AI22-0052-1

!standard 13.11(17.1/5)                         22-10-27  AI22-0052-1/01

!standard H.4(23.2/5)

!standard H.4(23.4/5)

!standard H.7(4/5)

!standard H.7(7/5)

!class Binding Interpretation 22-10-27

!status work item 22-10-27

!status received 22-10-27

!priority Low

!difficulty Easy

!qualifier Omission

!subject Storage Pool-related side effects

!summary

If the "No_Hidden_Indirect_Globals" restriction is in place, then an allocator or Unchecked_Deallocation for a formal access type or an access type with a user-defined storage pool is considered an update to its storage pool, and the storage pool must be covered by the applicable global aspects.

!issue

There is no way currently to indicate in a generic whether or not an allocator or Unchecked_Deallocation is performed on a formal access type A, even though such operations can have significant side effects on an object, namely the object A'Storage_Pool, which is not an explicit formal parameter. To better understand the possible side effects of a generic, it is important to understand whether there are any uses of the operations of the associated storage pool.

!recommendation

If the "No_Hidden_Indirect_Globals" restriction is in place, then an allocator or Unchecked_Deallocation for a formal access type or an access type with a user-defined storage pool is considered an update to its storage pool, and the storage pool must be covered by the applicable global aspects. For the purposes of this AI, we presume that user-defined storage pools, and those of formal access types, are not known to be synchronized objects, and so such an update would not be covered by Global => in out synchronized, and instead would require "Global => in out all". On the other hand, "standard" storage pools are presumed to be synchronized, and further, there is no requirement to cover them at all if the access types are declared in the private part or body of a package.

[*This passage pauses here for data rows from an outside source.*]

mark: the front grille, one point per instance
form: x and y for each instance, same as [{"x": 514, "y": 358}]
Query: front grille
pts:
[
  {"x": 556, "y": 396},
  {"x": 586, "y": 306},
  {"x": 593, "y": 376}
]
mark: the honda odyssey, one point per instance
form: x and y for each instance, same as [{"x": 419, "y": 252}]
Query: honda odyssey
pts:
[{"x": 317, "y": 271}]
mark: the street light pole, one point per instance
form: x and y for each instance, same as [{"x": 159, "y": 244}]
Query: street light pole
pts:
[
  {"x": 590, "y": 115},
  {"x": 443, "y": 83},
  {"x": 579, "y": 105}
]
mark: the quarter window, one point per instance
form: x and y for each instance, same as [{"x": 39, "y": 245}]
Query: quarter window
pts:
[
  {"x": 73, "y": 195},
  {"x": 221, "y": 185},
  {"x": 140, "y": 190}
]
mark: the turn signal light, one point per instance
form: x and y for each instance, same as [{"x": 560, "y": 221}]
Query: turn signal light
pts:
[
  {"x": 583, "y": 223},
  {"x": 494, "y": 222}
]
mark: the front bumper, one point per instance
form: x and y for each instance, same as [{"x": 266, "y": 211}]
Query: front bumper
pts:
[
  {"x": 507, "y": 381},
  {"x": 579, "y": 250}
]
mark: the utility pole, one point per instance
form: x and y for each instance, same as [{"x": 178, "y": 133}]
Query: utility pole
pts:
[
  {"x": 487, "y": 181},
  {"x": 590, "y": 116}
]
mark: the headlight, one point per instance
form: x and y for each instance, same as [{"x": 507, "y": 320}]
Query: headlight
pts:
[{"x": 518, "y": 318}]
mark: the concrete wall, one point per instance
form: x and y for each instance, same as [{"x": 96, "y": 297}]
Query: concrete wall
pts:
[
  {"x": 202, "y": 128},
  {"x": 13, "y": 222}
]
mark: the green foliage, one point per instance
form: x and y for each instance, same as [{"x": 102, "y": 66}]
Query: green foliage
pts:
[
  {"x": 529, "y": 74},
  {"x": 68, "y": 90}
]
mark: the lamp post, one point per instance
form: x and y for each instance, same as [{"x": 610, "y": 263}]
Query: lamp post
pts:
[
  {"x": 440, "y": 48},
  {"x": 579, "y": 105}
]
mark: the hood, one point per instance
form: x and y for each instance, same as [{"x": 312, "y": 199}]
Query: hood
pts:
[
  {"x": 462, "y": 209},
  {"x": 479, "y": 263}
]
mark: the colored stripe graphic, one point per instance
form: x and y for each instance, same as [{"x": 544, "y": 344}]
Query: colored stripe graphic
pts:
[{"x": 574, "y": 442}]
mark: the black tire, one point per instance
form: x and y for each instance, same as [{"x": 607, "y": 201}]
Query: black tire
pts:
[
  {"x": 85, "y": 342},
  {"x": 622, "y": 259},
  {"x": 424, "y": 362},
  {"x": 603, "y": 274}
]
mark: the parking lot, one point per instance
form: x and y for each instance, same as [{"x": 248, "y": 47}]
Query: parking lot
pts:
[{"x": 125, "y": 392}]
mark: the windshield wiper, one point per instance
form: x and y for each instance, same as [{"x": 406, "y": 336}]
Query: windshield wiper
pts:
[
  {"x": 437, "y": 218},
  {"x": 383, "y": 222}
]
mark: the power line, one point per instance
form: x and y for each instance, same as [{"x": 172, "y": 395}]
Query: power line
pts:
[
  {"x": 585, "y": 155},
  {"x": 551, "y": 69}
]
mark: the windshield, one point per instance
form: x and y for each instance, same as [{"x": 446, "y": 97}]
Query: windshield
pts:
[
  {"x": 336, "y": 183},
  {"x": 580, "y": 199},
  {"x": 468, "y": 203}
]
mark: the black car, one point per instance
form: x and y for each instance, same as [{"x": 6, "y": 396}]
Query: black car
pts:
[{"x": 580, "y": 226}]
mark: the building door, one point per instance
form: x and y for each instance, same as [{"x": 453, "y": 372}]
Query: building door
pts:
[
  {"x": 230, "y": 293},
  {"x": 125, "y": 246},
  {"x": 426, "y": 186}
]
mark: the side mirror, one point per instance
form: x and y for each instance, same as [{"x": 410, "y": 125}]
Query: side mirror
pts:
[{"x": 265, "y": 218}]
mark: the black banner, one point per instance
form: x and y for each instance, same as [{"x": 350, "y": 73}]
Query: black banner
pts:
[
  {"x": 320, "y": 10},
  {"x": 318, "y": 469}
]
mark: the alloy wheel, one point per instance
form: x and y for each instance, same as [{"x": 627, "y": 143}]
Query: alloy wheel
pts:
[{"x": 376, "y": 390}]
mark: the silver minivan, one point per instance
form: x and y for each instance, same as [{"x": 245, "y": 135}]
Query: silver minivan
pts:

For precision, a global_object_name may be an attribute reference to the Storage_Pool attribute of an access type. This is an Annex H feature. By specifying the storage pool object this way, you don't have to know whether or not the storage pool object of a formal access type is synchronized when writing the Global aspect.

!wording

Modify H.4(23.2/5):

No_Hidden_Indirect_Globals

When within a context where an applicable global aspect is neither

Unspecified nor in out all, any execution within such a context does

[neither]{none} of the following:    

Modify H.4(23.4/5):

Add after H.7(4/5):

An object_name used as a global_name may also be an attribute_reference for the Storage_Pool attribute, so long as the prefix resolves to statically denote an access-to-object subtype, including a formal access type.

 Modify H.7(7/5):

The Global aspect for a subtype identifies the global variables that might be referenced during default initialization, adjustment as part of assignment, finalization of an object of the subtype, or conversion to the subtype, including the evaluation of any assertion expressions that apply. {For a formal access-to-object subtype, or an access-to-object subtype whose storage pool is not a standard storage pool, the Global aspect identifies the global variables (other than the storage pool itself) that might be referenced by a call on Allocate, Deallocate, or Storage_Size for the storage pool type.} ... [Note: the rest is unchanged]

!discussion

As explained in the !issue, side effects on storage pools can be significant. This AI attempts to address this. We only enforce checks on storage pools if the restriction No_Hidden_Indirect_Globals is present, since without that restriction the use of access types is not necessarily reflected at all within global aspects.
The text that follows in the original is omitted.